Underrepresentation and poor achievement of disabled people in higher education (HE) is a global challenge, including in ASEAN countries, especially Indonesia and Vietnam, where gaps between achievement of disabled and non-disabled people are greatest (UNESCO, 2018). Discriminatory policies and practices impact on all disabled people, but women are doubly disadvantaged in accessing education compared to disabled men. A current gap in understanding/sharing data on the extent of the challenge highlights the importance of the proposed network.
The network comprising an interdisciplinary mix of partners from the Philippines, Malaysia, Indonesia and Vietnam, is crucial to identifying challenges facing disabled people, especially women, in higher education in the ASEAN region. Importantly, it will also enable sharing of current support and practices, reasonable adjustments, and use of assistive technology across disciplines. Project impact will take the form of raised disability awareness in higher education, increased collaborative research capacity of project partners, and a framework to evidence future impact of research and capacity building for staff and students. Wider societal impact will result from increased inclusion and greater independence and engagement of disabled people in education, and the workforce, responding to SDG 4, and to development and welfare in the ASEAN countries.
The ASEAN interdisciplinary network will collaborate to:
- Scope current challenges/support for disabled people in higher education, including gender specific issues and disciplinary differences, identifying key areas for future research
- Build research capacity amongst partners
- Develop a framework and tools for a robust research project to underpin inclusive higher education for disabled people.
- Map national laws, local/institutional policies, advocating inclusion for disabled people
- Explore the challenges/support disabled people experience in higher education to produce a series of brief institutional case studies
- Identify any gendered differences in experiences
- Conduct a cross-disciplinary analysis of programme learning outcomes to identify those that are accessible and any prohibiting disabilities
- Engage in knowledge exchange and skills transfer - share results of initial scoping activities and deliver research skills workshops
- Develop a framework for future research around inclusive interventions, including design of data collection instruments capturing access, retention, attainment and graduate employment
- Disseminate initial results/ tools developed through a project symposium, and articles in high quality peer reviewed journals.

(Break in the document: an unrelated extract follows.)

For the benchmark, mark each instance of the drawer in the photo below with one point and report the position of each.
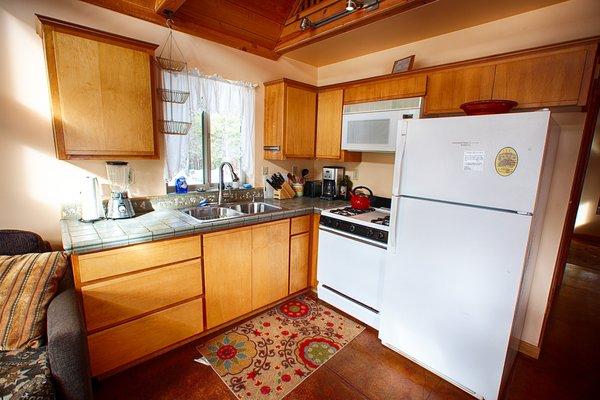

The proposed activities are in synergy with the ten disability-inclusive development goals of the Incheon Strategy (2012), which highlights the need for better comparability of disability data, and identification of centres of excellence within the Asia and Pacific regions to foster collaboration. Both suggestions are met through this network proposal, which focuses on UN SDG4, and enhancing gender equality and advancing disabled women’s economic participation (UN Economic and Social Commission for Asia and the Pacific 2014).
Whereas there is a discourse of disability and special education at primary and secondary school levels (UNESCO, 2018), a gap exists in understanding disability in higher education. The identification of key research questions and robust research framework will generate comparable data, through longer-term network collaboration, to provide new knowledge on disability and access, retention, completion and employment following higher education for the first time, which will contribute to closing this gap in disability understanding.
Involvement of a wide range of stakeholders in AI events and networking activities will ensure project impact at different scales. The networking activities include HEIs, school teachers and parents (institutional level). There is the potential for engagement and promotion to be significantly scaled up to reach national stakeholders. These include Special Education and Autism Society in the Philippines; the Disability Working Group VUFO-NGO (Vietnam); BAKTI-MIND (Malaysia); the Indonesian Disabled Peoples Association (Indonesia), and regional networks, such as the ASEAN Disability Forum, which is a network of organisations of persons with disabilities, advocating for the creation and implementation of inclusive policy.